Filiation et affiliation ne doivent jamais être pensées comme s’excluant mais au contraire comme complémentaires. Se sentir d’ici et d’ailleurs est le lot d’une grande partie de l’humanité. Considérons-le comme une richesse et non comme un handicap. Ne laissons pas croire à ces millions de français venus d’ailleurs qu’ils ne sont pas d’ici. Ne brisons pas leur désir d’affiliation au groupe national en les renvoyant à leur filiation.
Je terminerai en citant E. Glissant : « Un pays est ouvert s’il n’érige pas ses propres valeurs en valeurs universelles mais essaye de faire la synthèse entre ses valeurs et les valeurs de l’autre » (Le Figaro du 27 et 28 juillet 2002)


CLANET C. (1990). L’interculturel. Introduction aux approches interculturelles en éducation et en sciences humaines. Toulouse, PUM.
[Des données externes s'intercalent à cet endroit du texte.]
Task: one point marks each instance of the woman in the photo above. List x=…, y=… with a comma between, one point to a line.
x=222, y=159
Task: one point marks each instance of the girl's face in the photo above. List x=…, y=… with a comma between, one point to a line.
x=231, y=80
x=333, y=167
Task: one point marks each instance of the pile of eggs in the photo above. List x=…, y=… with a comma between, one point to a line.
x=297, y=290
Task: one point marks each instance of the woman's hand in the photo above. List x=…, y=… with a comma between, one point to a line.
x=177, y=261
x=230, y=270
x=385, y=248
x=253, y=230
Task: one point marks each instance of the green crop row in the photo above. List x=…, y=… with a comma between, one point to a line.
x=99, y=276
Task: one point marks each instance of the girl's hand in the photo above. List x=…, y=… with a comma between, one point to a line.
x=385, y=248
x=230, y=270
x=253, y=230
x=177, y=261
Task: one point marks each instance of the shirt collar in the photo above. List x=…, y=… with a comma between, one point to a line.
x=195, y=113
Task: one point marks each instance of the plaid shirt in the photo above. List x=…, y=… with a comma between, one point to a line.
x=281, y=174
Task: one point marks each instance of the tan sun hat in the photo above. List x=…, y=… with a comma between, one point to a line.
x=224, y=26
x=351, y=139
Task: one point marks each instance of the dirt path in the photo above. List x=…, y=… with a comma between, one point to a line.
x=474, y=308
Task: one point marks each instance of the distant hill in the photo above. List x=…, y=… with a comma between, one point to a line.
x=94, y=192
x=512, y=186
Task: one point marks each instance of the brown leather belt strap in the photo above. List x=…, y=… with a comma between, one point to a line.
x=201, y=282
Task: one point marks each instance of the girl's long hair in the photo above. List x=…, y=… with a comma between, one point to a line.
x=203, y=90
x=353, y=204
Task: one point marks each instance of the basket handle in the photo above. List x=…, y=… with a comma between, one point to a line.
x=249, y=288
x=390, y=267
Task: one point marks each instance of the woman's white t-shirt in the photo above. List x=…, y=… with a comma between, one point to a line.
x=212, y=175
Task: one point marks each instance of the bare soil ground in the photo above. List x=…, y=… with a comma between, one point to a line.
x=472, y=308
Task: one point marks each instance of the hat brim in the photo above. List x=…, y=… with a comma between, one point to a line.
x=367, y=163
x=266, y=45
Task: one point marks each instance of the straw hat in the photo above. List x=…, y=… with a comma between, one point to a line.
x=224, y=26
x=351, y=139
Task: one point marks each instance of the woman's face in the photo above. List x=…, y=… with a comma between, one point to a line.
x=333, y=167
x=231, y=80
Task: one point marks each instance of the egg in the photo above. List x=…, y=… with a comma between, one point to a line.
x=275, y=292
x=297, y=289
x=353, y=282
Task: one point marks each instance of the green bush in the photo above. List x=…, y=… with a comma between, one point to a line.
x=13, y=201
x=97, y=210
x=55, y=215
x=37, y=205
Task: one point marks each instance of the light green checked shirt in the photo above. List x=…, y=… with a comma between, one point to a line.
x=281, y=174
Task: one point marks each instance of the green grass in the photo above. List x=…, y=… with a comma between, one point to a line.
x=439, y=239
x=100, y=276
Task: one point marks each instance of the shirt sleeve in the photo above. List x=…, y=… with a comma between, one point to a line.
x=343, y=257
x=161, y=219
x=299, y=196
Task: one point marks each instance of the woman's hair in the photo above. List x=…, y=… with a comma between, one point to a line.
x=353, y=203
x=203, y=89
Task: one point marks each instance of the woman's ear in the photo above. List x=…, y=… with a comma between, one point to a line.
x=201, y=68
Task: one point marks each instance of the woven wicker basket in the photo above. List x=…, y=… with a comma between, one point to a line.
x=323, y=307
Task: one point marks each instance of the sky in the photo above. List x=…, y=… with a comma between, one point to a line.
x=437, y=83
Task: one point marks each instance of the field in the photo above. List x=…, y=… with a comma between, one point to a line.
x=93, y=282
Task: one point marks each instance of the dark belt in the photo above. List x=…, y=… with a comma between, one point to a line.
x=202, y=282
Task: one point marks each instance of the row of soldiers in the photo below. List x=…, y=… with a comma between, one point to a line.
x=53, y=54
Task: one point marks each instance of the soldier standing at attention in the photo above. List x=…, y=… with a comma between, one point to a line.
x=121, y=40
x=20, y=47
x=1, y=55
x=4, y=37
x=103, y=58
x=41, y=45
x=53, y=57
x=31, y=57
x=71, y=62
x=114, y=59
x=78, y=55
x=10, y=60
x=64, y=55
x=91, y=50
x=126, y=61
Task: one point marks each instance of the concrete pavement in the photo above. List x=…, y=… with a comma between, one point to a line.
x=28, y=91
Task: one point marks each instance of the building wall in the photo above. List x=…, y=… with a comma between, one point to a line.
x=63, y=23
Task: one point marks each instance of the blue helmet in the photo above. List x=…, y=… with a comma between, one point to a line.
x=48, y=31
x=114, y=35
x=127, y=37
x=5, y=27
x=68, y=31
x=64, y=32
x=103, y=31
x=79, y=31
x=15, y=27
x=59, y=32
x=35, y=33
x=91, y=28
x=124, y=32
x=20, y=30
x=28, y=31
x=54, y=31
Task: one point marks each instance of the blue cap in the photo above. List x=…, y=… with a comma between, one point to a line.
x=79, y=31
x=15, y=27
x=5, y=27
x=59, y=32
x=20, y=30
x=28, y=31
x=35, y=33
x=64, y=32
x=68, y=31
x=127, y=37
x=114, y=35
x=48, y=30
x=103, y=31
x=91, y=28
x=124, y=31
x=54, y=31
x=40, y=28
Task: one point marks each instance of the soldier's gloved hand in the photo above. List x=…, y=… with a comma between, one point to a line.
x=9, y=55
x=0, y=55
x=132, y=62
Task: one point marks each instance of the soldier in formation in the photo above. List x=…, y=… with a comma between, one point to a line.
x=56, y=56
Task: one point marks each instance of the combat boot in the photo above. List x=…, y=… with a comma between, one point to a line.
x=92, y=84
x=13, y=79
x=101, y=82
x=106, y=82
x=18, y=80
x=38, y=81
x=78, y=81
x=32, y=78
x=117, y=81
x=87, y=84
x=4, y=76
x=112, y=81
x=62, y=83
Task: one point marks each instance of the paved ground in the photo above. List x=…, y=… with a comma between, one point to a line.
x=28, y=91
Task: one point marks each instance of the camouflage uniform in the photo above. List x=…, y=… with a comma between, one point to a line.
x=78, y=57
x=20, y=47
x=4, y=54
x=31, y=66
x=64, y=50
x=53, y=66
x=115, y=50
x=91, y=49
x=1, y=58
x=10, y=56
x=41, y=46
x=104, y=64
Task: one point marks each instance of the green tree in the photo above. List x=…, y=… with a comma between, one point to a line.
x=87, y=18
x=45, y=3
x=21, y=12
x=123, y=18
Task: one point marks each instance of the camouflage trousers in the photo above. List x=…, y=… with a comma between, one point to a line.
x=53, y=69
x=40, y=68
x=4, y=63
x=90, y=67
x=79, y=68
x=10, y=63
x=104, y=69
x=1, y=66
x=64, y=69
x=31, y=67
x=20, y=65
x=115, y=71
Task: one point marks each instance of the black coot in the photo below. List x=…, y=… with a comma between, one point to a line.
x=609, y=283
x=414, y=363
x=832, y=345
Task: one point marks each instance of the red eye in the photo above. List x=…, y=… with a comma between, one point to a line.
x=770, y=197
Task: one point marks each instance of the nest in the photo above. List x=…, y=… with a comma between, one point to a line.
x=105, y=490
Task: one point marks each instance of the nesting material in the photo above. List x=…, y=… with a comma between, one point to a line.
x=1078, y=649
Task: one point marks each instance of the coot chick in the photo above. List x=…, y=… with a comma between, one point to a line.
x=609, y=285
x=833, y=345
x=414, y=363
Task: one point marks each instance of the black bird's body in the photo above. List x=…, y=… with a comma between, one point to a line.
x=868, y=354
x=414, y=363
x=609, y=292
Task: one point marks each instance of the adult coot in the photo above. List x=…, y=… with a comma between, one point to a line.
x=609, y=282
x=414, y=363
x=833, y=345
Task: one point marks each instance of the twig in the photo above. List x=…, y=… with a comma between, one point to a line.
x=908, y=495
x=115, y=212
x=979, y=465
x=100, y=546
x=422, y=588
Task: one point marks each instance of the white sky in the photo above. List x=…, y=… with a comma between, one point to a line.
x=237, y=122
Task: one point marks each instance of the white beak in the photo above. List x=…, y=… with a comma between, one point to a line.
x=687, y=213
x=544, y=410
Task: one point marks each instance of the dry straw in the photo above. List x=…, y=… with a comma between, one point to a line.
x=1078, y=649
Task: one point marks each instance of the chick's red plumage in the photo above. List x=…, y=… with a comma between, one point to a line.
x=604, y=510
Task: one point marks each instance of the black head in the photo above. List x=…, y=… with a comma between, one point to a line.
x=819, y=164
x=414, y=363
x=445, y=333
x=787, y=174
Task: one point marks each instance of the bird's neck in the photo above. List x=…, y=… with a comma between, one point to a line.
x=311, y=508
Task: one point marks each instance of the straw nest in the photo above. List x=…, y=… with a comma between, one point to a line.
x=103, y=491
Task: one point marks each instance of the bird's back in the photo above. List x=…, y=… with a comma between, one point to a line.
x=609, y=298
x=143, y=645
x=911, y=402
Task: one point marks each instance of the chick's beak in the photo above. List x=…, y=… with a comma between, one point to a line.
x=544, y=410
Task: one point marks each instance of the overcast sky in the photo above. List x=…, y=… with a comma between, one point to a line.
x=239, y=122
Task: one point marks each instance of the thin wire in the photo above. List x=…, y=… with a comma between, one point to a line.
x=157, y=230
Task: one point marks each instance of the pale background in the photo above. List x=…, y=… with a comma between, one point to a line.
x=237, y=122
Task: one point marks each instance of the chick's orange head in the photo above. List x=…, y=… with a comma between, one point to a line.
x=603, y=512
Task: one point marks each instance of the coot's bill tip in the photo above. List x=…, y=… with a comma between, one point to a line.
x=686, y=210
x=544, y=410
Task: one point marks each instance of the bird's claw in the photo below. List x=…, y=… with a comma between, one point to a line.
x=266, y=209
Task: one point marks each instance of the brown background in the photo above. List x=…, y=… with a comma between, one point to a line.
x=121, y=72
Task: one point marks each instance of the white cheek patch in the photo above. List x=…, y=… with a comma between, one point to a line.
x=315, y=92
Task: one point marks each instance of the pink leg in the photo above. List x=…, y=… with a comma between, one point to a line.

GLISSAND E. (1999). Métissage et créolisation. In S. Kandé (éd.), Discours sur le métissage, identités métisses, Paris, l’Harmattan, 47-53.
GLISSANT E. (1996). Introduction à une politique du divers, Paris, Gallimard.
HUNTINGTON S.P. (1997). Le choc des civilisations, Paris, Odile Jacob.
LEVI-STRAUSS (1983). L’identité, Paris, PUF.
LAPLANTINE F. (1999). Je, nous et les autres, Paris, Le Pommier-Fayard.
MAALOUF A. (1998). Les identités meurtrières. Paris, Grasset.
MORIN E. (1987). Penser l’Europe, Paris, Gallimard.